Sclerosing stromal tumors are rare, benign ovarian neoplasms of unknown etiology and histogenesis. Three sclerosing stromal tumors were evaluated by immunohistochemistry and electron microscopy and were compared to two thecomas and nonneoplastic ovarian mesenchymal tissue. The sclerosing stromal tumors and thecomas were positive for muscle-specific actin; immunoreactivity was intense in the cellular areas of the sclerosing stromal tumors and focal in the thecomas. This antigen was expressed in nonneoplastic stroma predominantly in a perifollicular (theca externa) distribution. Two sclerosing stromal tumors and both thecomas were vimentin positive. Desmin was present in nonvascular cells in one of each tumor type. Expression of vimentin diffusely and of desmin focally was present in nonneoplastic cortical stroma and surrounding follicles. All specimens were nonreactive for cytokeratin. Electron microscopy supported differentiation toward smooth muscle in the sclerosing stromal tumors but not in the thecomas. Such differentiation included aggregates of cytoplasmic filaments with interspersed dense bodies, pinocytotic vesicles, and basal lamina. Delicate, long processes interconnected cells, often with primitive junctions, in the hypocellular foci.

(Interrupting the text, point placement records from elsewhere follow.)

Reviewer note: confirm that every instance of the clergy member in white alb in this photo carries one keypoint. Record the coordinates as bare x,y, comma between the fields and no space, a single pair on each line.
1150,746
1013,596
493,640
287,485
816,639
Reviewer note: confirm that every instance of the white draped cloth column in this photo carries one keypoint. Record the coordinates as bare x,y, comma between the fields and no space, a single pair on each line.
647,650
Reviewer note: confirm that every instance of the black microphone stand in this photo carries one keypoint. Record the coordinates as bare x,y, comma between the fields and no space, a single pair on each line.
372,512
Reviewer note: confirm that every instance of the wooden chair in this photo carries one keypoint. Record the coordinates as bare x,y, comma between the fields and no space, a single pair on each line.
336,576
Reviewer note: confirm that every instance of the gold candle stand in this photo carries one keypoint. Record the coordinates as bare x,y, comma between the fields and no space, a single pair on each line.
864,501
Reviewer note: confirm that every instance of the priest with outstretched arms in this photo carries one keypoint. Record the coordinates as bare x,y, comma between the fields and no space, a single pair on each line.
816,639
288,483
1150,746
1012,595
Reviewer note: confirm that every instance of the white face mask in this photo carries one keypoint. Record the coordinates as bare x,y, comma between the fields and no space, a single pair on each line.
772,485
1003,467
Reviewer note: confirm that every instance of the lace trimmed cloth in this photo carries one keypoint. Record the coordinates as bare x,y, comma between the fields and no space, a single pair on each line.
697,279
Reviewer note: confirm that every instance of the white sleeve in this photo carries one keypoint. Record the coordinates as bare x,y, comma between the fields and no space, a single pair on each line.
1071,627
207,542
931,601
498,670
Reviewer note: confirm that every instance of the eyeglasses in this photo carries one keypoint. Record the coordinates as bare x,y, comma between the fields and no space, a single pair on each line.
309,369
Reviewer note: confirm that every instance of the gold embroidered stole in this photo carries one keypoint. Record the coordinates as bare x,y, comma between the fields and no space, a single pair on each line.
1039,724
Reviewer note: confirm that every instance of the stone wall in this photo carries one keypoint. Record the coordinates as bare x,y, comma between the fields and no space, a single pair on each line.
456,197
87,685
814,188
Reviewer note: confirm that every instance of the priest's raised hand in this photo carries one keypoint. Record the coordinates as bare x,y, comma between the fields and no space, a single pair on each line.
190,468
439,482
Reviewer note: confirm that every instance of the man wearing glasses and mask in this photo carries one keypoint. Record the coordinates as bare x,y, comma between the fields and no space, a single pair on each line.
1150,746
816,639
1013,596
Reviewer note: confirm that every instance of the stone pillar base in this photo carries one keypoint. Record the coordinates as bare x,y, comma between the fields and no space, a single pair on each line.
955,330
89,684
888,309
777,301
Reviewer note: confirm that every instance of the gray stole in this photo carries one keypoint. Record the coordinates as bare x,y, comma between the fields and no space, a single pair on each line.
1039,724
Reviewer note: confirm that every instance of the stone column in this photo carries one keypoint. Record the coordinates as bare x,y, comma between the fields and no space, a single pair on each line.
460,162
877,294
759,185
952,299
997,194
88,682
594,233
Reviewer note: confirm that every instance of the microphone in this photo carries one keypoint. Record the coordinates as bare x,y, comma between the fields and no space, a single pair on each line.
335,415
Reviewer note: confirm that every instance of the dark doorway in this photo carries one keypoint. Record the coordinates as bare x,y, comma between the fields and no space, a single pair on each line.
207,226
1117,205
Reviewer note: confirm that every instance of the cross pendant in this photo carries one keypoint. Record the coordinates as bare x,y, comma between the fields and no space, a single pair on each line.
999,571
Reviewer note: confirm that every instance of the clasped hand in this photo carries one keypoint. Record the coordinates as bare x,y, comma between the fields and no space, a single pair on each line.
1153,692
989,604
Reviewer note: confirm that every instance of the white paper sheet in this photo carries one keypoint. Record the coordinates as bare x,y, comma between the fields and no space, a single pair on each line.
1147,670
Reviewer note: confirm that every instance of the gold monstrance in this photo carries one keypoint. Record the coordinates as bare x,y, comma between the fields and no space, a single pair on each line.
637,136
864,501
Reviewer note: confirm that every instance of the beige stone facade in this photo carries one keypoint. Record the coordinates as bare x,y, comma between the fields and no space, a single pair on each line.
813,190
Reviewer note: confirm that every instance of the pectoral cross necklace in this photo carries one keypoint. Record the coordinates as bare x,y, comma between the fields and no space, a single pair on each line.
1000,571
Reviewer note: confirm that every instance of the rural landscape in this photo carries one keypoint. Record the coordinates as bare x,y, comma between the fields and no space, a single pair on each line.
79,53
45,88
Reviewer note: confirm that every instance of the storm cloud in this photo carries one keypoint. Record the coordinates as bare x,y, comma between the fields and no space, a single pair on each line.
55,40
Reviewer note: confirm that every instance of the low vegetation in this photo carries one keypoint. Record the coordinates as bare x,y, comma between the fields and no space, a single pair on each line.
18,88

Cytoplasmic lipid, which was present in the thecomas, was not well developed in the sclerosing stromal tumors. It is proposed that a population of muscle-specific actin-positive elements exists in the theca externa--the perifollicular myoid stromal cell--and that sclerosing stromal tumors may originate from them. Sclerosing stromal tumors and thecomas share many antigenic determinants and morphologic features and thus are probably closely related entities.[1]